CUSUM, or cumulative sum is used for detecting and monitoring change detection. Let us introduce a measurable space (Ω, F), where Ω = R^{∞}, F = ∪_{n}F_{n} and F_{n }= σ{Y_{i}, i ∈ {0, 1, …, n}}. The law of the sequence Y_{i}, i = 1, …., is defined by the family of probability measures {P_{v}}, v ∈ N*. In other words, the probability measure P_{v} for a given v > 0, playing the role of the change point, is the measure generated on Ω by the sequence Y_{i}, i = 1, … , when the distribution of the Y_{i}’s changes at time v. The probability measures P_{0} and P_{∞} are the measures generated on Ω by the random variables Y_{i} when they have an identical distribution.

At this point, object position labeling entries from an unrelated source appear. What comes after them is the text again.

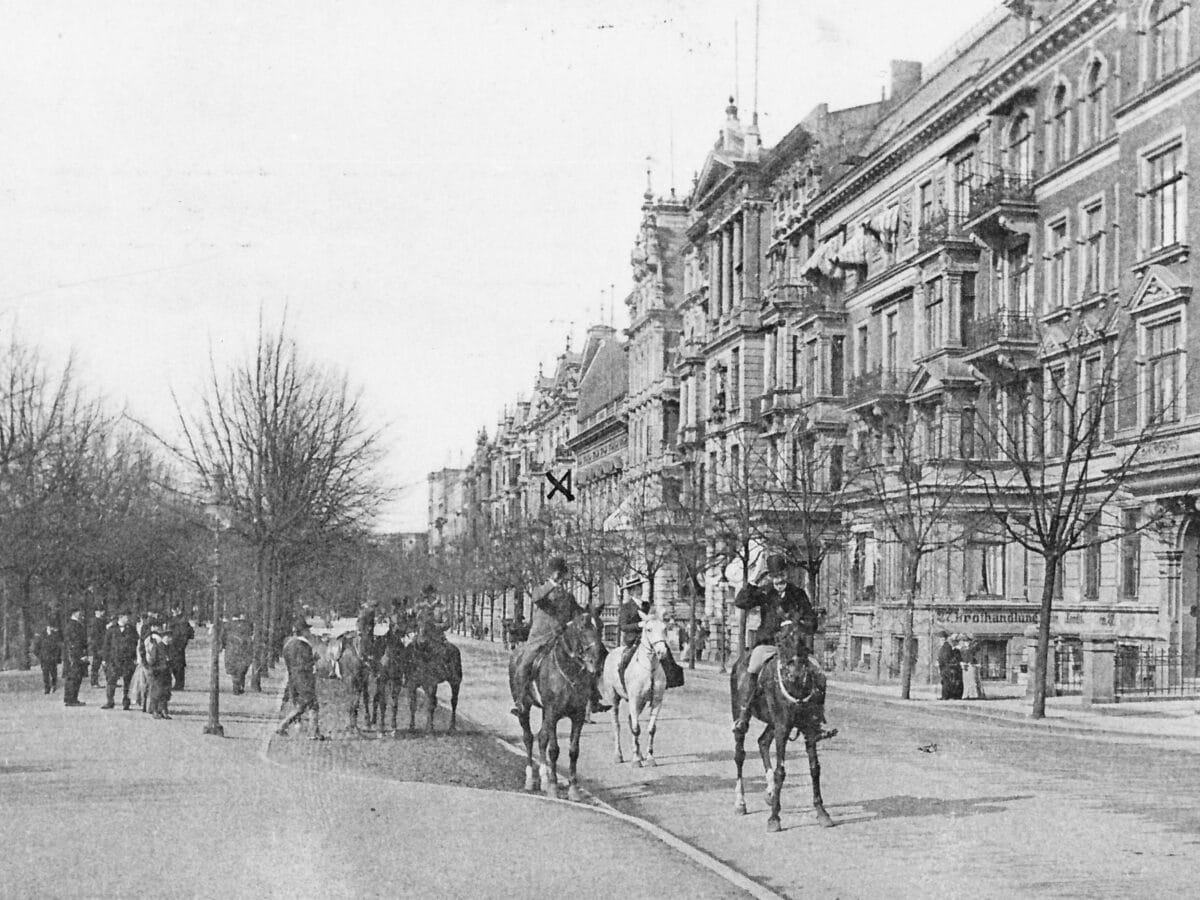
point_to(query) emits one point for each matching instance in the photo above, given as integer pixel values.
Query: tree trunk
(910, 610)
(1042, 655)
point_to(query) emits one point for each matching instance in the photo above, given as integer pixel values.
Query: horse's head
(654, 634)
(583, 642)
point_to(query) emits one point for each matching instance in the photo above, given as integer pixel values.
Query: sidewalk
(1171, 719)
(107, 803)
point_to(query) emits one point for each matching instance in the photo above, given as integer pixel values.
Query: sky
(432, 195)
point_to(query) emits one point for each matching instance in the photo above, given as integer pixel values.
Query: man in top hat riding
(779, 601)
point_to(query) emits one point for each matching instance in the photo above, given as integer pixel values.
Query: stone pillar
(1099, 669)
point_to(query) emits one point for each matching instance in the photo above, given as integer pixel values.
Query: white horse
(646, 683)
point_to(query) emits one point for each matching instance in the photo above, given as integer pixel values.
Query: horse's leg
(573, 789)
(739, 756)
(780, 774)
(616, 730)
(527, 736)
(810, 744)
(765, 739)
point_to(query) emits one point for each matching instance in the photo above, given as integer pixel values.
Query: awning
(853, 251)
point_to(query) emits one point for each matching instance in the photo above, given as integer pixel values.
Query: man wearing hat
(779, 601)
(301, 661)
(120, 651)
(553, 607)
(949, 667)
(75, 658)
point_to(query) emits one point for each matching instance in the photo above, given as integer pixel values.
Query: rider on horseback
(629, 625)
(778, 603)
(553, 607)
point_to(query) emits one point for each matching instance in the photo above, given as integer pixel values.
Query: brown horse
(791, 697)
(562, 684)
(429, 661)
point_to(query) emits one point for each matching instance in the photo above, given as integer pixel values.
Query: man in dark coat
(629, 628)
(949, 666)
(96, 627)
(239, 646)
(301, 661)
(181, 633)
(553, 607)
(779, 601)
(120, 651)
(75, 658)
(47, 647)
(159, 659)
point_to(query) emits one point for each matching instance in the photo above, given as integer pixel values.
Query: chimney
(905, 79)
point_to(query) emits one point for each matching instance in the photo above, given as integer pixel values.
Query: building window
(735, 379)
(1060, 261)
(837, 366)
(964, 180)
(1131, 553)
(1163, 198)
(1019, 151)
(1092, 227)
(985, 568)
(1092, 561)
(935, 318)
(891, 341)
(1164, 361)
(1168, 37)
(1060, 126)
(1096, 102)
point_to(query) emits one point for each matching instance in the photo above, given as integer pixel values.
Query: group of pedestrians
(147, 658)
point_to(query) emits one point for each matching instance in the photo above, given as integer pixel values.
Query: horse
(427, 663)
(562, 684)
(646, 683)
(791, 697)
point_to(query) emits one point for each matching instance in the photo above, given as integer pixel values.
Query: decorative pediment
(1158, 287)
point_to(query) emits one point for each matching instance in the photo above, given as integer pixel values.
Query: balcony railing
(996, 329)
(999, 189)
(877, 384)
(940, 229)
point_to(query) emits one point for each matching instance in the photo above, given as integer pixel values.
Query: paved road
(999, 810)
(105, 803)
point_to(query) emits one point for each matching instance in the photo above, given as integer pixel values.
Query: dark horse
(429, 661)
(562, 684)
(791, 697)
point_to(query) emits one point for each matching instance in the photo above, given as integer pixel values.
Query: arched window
(1060, 126)
(1019, 153)
(1168, 36)
(1097, 102)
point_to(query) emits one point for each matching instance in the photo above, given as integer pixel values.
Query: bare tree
(1053, 463)
(286, 445)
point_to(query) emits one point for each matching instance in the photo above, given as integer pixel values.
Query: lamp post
(219, 517)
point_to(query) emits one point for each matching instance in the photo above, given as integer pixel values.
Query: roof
(606, 378)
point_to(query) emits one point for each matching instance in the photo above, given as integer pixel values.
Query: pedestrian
(47, 647)
(96, 627)
(949, 666)
(75, 658)
(181, 634)
(239, 643)
(120, 659)
(301, 663)
(159, 658)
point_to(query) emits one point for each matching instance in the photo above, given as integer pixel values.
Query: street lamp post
(219, 517)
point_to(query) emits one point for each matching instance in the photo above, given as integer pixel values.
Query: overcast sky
(437, 193)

In other words, the system defined by the sequence Y_{i} undergoes a “regime change” from the distribution P_{0} to the distribution P_{∞} at the change point time v.

The CUSUM (cumulative sum** control chart)** statistic is defined as the maximum of the log-likelihood ratio of the measure P_{v} to the measure P_{∞} on the σ-algebra F_{n}. That is,

C_{n} := max_{0≤v≤n} log dP_{v}/dP_{∞}|_{Fn} —– (1)

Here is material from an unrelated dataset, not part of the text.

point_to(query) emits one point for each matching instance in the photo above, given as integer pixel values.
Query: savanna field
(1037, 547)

is the CUSUM statistic on the σ-algebra F_{n}. The CUSUM statistic process is then the collection of the CUSUM statistics {C_{n}} of (1) for n = 1, ….

The CUSUM stopping rule is then

T(h) := inf {n ≥ 0: max_{0≤v≤n} log dP_{v}/dP_{∞}|_{Fn} ≥ h} —– (2)

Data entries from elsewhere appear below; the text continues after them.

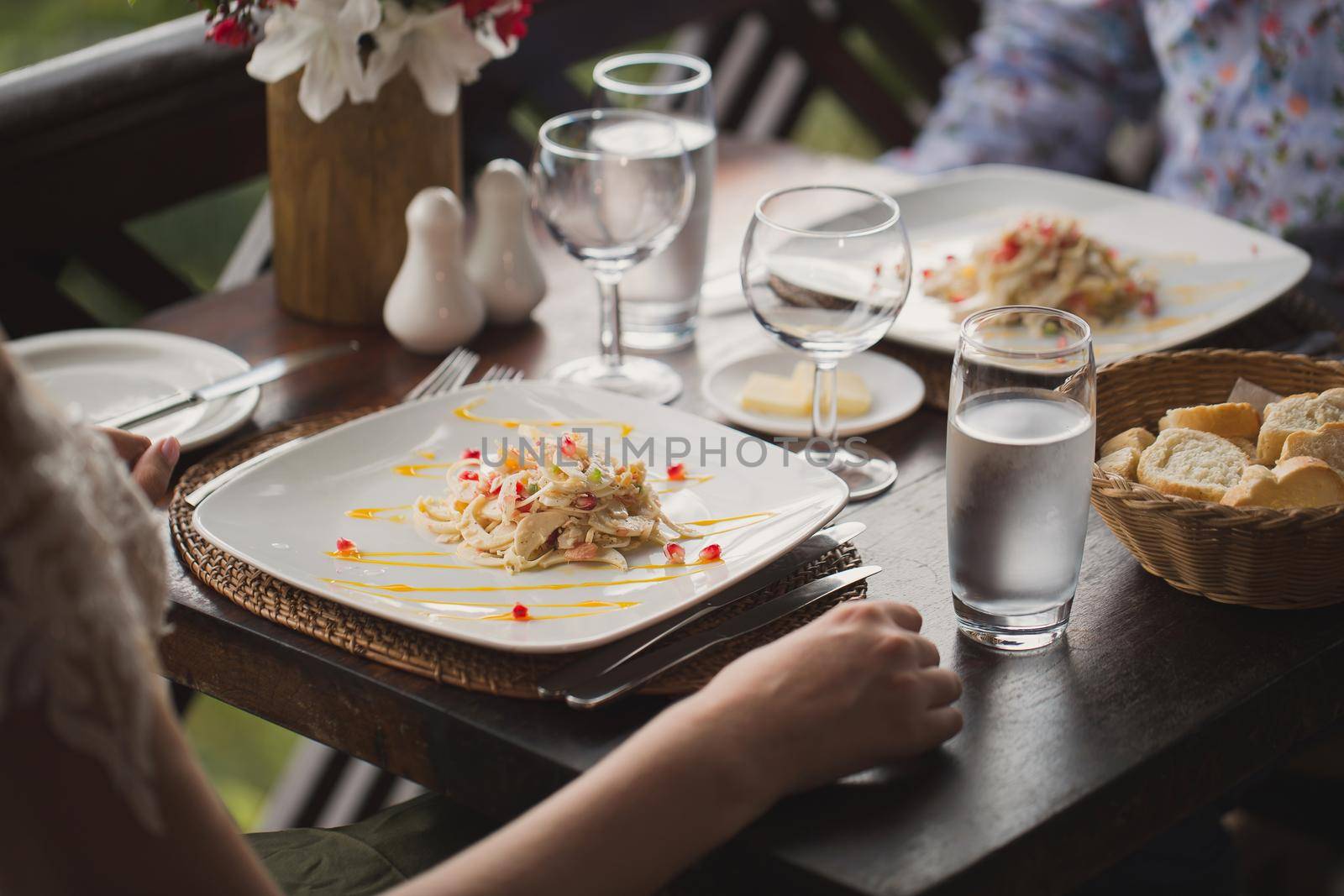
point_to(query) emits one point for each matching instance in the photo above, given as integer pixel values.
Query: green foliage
(244, 755)
(37, 29)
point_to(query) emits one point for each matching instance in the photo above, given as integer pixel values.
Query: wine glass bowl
(826, 270)
(613, 187)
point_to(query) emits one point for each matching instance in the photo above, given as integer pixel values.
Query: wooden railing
(134, 125)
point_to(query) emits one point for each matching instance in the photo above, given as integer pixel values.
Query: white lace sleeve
(82, 591)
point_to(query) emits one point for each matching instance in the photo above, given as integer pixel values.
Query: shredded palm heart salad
(1045, 261)
(557, 504)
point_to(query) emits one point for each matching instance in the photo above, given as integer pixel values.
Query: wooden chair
(131, 127)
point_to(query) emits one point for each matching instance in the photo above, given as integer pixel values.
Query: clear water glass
(615, 188)
(826, 271)
(660, 298)
(1021, 426)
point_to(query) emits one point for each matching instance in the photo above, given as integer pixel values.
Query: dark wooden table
(1155, 705)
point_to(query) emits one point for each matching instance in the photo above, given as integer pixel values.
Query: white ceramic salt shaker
(433, 305)
(503, 261)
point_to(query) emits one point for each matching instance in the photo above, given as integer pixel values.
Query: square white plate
(1211, 271)
(284, 517)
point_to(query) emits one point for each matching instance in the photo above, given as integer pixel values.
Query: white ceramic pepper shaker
(503, 261)
(433, 305)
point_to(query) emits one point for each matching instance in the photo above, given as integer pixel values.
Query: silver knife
(628, 676)
(602, 658)
(264, 372)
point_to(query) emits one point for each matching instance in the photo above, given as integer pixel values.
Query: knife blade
(627, 676)
(265, 372)
(602, 658)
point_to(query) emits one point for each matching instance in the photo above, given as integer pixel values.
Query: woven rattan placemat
(1281, 322)
(421, 653)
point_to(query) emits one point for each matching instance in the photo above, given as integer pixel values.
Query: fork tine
(449, 362)
(454, 378)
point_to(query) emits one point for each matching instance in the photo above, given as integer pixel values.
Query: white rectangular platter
(358, 481)
(1211, 271)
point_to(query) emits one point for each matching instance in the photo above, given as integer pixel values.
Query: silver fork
(501, 374)
(449, 375)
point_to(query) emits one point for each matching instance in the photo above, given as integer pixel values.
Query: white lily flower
(438, 47)
(320, 36)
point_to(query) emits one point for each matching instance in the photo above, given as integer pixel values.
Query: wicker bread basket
(1250, 557)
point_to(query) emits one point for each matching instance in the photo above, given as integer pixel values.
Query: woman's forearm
(625, 828)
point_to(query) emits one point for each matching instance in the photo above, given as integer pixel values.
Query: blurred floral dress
(1249, 96)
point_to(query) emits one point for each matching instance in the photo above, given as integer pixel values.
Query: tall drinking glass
(1021, 438)
(615, 187)
(659, 300)
(826, 271)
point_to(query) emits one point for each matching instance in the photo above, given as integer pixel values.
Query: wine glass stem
(611, 322)
(824, 423)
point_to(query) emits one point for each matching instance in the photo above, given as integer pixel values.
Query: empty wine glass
(826, 271)
(613, 187)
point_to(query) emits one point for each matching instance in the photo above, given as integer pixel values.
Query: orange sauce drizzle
(414, 469)
(391, 590)
(510, 423)
(378, 513)
(375, 558)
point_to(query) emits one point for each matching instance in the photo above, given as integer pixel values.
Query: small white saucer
(897, 392)
(109, 371)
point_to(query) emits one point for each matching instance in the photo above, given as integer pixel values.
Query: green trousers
(370, 856)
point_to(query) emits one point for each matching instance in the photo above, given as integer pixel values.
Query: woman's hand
(853, 689)
(151, 463)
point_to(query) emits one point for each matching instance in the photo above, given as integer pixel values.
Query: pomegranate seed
(585, 551)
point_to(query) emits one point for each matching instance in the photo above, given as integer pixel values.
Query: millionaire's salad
(548, 501)
(1045, 261)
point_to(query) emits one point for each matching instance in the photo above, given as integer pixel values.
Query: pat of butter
(769, 394)
(792, 396)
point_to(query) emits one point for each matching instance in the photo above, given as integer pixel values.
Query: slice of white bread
(1231, 419)
(1326, 443)
(1122, 461)
(1193, 464)
(1137, 438)
(1245, 445)
(1296, 412)
(1297, 483)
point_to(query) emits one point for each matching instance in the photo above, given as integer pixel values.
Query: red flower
(514, 23)
(228, 31)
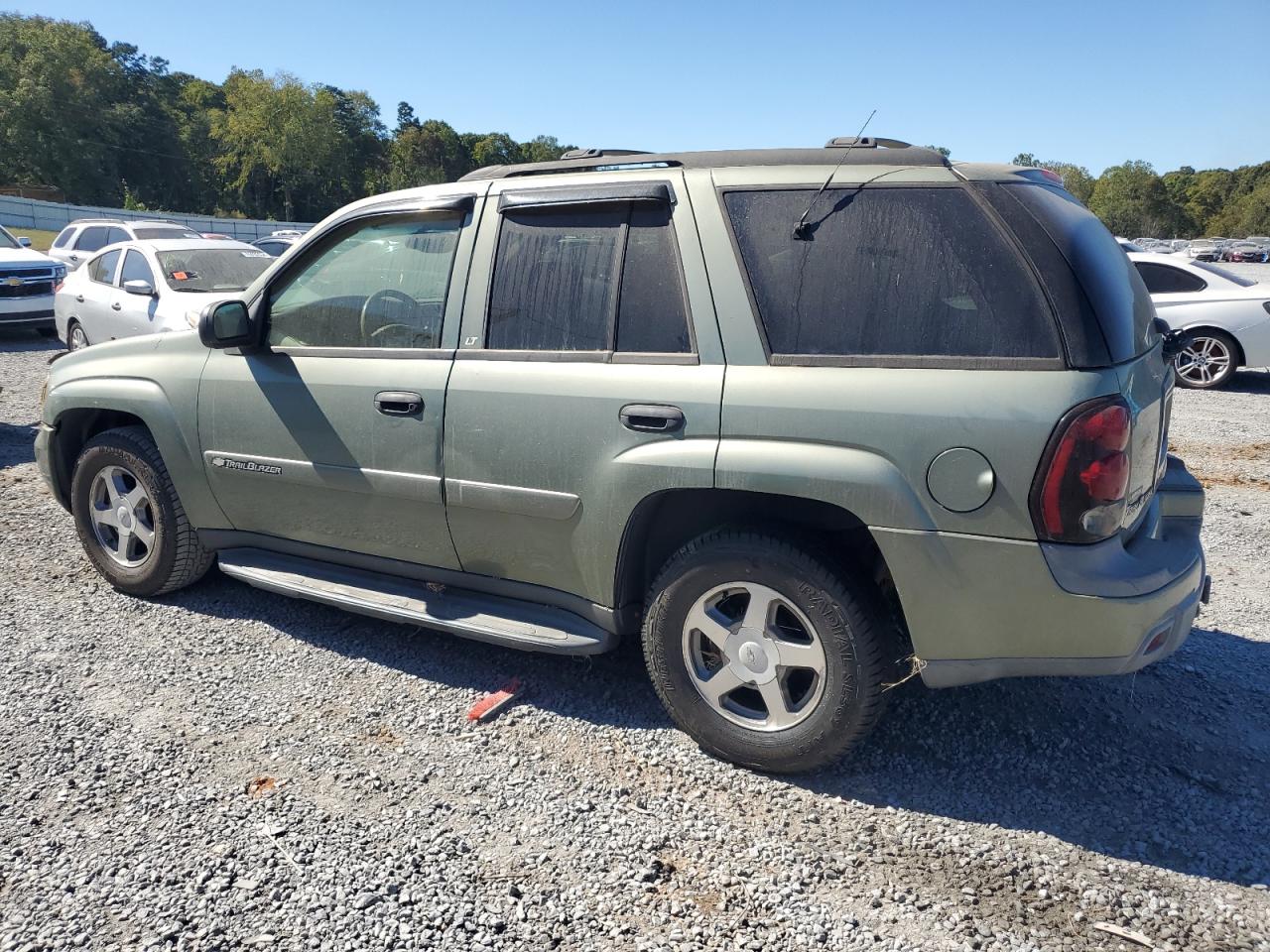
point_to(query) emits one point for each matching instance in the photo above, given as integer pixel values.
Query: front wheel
(1207, 362)
(130, 520)
(765, 655)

for some threshold h > 0. In the CUSUM stopping rule (2), the CUSUM statistic process of (1) is initialized at

C_{0} = 0 —– (3)

The CUSUM statistic process was first introduced by E. S. Page in the form that it takes when the sequence of random variables Y_{i }is independent and Gaussian; that is, Y_{i} ∼ N(μ, 1), i = 1, 2,…, with μ = μ_{0} for i < 𝜈 and μ = μ_{1} for i ≥ 𝜈. Since its introduction by Page, the CUSUM statistic process of (1) and its associated CUSUM stopping time of (2) have been used in a plethora of applications where it is of interest to perform detection of abrupt changes in the statistical behavior of observations in real time. Examples of such applications are signal processing, monitoring the outbreak of an epidemic, financial surveillance, and computer vision. The popularity of the CUSUM stopping time (2) is mainly due to its low complexity and optimality properties in both discrete and continuous time models.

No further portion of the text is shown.